Tyler Perry is planning to do far more with his new, historic Atlanta studio than just shoot films. During an interview with CBS This Morning, Perry told Gayle King that the 330 acre complex -- which houses a dozen of sound stages, all named for black Hollywood legends (Oprah Winfrey, Denzel Washington, Halle Berry, Sydney Poitier, Whoopi Goldberg, and Spike Lee are all honored) -- will also house a shelter and community center for women and queer youth
"I tell you what I'm most excited about next is that pulling this next phase off is building a compound for trafficked women, girls, homeless women, LGBTQ youth who are put out and displaced," said Perry. "And having a compound that is a beautiful place...where they're trained in the business and they become self-sufficient, they live in nice apartments, there's daycare, there's all these wonderful things that allows them to re-enter society and then pay it forward again.
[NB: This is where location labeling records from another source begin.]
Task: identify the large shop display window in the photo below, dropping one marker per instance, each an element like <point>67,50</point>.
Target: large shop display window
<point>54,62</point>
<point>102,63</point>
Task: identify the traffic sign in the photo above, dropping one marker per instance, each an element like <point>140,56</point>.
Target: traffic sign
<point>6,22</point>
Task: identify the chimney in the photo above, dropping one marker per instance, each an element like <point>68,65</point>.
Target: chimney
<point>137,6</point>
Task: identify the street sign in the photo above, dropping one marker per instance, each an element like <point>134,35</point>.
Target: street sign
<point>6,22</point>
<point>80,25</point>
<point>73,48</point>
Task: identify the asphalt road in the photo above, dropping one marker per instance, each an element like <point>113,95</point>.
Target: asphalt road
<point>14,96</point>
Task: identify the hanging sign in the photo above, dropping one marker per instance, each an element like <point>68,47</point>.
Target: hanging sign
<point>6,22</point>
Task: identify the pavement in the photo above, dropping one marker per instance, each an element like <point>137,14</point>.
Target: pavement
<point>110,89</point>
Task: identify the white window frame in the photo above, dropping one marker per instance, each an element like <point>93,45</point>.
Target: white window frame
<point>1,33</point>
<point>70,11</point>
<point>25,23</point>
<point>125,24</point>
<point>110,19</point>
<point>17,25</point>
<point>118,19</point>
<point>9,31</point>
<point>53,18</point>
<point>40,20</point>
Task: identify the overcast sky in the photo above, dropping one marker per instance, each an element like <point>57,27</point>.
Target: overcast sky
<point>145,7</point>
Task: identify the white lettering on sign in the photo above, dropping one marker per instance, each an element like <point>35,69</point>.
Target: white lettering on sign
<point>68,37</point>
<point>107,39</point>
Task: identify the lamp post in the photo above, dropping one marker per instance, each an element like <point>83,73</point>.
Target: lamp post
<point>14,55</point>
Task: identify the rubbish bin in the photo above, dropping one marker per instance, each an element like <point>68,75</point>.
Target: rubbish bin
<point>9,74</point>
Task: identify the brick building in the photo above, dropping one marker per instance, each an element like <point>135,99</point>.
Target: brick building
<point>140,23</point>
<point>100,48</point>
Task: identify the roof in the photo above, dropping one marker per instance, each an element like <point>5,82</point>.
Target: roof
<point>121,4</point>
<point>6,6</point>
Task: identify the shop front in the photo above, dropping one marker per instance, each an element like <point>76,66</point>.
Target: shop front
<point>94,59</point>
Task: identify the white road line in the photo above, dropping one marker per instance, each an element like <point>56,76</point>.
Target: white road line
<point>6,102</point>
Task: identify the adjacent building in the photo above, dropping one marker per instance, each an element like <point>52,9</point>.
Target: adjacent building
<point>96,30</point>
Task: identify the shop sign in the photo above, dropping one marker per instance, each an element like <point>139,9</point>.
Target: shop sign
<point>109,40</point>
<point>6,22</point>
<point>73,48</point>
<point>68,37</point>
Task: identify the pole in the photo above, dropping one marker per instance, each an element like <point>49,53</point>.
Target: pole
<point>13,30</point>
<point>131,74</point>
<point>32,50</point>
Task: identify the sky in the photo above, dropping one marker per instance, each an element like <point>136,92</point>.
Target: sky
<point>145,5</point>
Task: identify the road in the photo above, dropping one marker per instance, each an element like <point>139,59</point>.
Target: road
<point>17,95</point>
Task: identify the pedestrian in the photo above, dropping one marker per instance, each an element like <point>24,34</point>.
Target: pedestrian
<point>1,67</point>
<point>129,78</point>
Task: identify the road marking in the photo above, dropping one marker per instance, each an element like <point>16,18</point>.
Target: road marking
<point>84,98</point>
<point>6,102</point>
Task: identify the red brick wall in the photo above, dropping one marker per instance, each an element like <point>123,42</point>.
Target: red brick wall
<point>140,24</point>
So, that's what I hope to do soon."
Perry also acknowledged the "poetic justice" of building the studio complex on a former Confederate Army base. "The Confederate Army is fighting to keep Negroes enslaved in America, fighting, strategy, planning on this very ground," he explained. "And now this very ground is owned by me."
Perry hopes that the studio, more than his individual films, is what he'll be remembered for. "You know, the studio's gonna be what [my legacy] is," he said. The space is the first fully Black-owned movie studio, and is drastically larger than the studios of Warner Bros., Paramount Pictures, Fox Studios, and Walt Disney Studios. Perry's lot could house all four of those studios and still have over 40 acres to spare.